On 2 October 1922, Tolomei led a group of Blackshirts when they occupied the town hall of Bolzano and managed to persuade the Civil commissioner Luigi Credaro to depose the mayor; the following day they moved to Trento and, using similar tactics, obtained the suppression of the administrative Provincial assembly and, after Credaro's and minister Salandra's dismissals that of the entire Central office for the new provinces. It was 'de facto' the end of all democratic policies in the area of Trentino-Alto Adige/Südtirol between the wars: supported by Benito Mussolini, Tolomei enforced his policy of Italianization from 1923 onwards. The names of some 8,000 towns and places were changed, and Italian was made the only official language.
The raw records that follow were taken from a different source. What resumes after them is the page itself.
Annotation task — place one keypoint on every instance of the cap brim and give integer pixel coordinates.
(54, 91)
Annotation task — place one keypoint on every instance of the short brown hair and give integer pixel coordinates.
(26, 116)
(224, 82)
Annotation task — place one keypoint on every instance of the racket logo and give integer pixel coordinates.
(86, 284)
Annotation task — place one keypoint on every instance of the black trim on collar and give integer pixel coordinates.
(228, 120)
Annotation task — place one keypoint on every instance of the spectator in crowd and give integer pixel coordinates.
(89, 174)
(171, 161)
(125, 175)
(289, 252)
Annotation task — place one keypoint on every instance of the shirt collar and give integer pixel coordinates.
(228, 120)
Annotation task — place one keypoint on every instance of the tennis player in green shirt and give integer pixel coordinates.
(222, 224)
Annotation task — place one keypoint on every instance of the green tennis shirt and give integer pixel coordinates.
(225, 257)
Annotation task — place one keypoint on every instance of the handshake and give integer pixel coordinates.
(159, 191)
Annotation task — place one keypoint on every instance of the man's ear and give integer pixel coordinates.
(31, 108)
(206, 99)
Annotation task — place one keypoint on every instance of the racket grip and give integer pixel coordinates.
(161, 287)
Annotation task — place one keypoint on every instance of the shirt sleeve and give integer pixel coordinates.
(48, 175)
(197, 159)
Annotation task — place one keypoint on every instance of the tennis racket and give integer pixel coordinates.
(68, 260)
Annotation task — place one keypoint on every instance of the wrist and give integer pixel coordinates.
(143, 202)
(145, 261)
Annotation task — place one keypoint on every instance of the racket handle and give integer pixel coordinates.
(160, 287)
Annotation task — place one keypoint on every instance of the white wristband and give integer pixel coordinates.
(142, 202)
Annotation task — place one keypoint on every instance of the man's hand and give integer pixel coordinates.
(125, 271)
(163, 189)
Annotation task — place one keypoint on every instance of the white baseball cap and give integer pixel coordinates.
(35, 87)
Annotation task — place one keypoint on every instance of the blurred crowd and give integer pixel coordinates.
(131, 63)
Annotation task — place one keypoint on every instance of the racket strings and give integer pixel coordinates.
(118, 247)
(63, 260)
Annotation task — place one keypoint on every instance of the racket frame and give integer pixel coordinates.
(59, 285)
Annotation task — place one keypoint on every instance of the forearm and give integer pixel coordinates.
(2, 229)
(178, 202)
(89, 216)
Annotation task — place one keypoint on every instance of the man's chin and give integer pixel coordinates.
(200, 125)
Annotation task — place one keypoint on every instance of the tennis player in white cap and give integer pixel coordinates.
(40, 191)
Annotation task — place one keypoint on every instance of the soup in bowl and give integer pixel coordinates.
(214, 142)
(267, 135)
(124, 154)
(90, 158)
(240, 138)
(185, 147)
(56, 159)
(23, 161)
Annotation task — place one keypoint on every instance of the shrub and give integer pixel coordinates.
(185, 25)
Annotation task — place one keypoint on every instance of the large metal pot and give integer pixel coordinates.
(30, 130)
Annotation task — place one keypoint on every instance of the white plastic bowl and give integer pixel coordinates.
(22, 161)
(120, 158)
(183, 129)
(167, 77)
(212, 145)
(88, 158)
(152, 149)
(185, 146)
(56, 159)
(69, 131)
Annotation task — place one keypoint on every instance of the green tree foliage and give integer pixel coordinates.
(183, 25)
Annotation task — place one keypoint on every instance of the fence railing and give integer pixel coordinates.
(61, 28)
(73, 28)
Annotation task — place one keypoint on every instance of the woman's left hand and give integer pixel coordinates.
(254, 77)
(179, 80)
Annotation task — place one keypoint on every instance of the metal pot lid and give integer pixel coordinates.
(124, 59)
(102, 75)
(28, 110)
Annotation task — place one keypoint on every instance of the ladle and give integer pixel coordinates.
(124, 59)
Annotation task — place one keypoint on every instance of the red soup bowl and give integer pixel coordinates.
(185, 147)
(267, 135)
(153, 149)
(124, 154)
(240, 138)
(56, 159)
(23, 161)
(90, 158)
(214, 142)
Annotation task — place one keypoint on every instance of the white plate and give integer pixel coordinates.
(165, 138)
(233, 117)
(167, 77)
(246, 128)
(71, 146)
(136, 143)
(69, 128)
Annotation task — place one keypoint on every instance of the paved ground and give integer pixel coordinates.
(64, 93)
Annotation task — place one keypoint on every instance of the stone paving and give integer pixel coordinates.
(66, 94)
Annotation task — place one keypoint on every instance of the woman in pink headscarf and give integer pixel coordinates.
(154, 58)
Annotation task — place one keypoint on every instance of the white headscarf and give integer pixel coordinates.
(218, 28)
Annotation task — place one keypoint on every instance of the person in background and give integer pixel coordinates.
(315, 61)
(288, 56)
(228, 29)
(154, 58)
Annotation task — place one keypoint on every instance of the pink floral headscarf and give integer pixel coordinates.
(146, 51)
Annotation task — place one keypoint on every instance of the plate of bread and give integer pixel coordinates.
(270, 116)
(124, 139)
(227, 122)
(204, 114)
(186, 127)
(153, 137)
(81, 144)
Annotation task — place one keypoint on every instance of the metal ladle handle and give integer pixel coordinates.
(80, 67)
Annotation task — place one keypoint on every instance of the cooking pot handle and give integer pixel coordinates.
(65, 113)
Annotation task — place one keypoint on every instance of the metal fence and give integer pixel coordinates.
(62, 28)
His program totalled 32 points, publicly presented by Tolomei in Bolzano's Civic Theatre in July 1923, of which some of the most salient were:

- prohibition of the name "Tirol", and any variation of the same;
- closure of German-language schools;
- dissolution of parties specific to the German-speaking community;
- imposition of Italian as the only official language;
- closure of German-language press.

In 1939, his work led to the South Tyrol Option Agreement that forced people to choose between remaining in Italy or emigrating to the Third Reich, the so-called "Option für Deutschland".

In 1943, when Italy surrendered, he was seized by German forces and deported, first to the Dachau concentration camp then to a sanatorium in Thuringia.

Because of his policies of enforcing Italian names on towns in South Tyrol, he is denigrated as "the gravedigger of South Tyrol" by the German-speaking group in the area.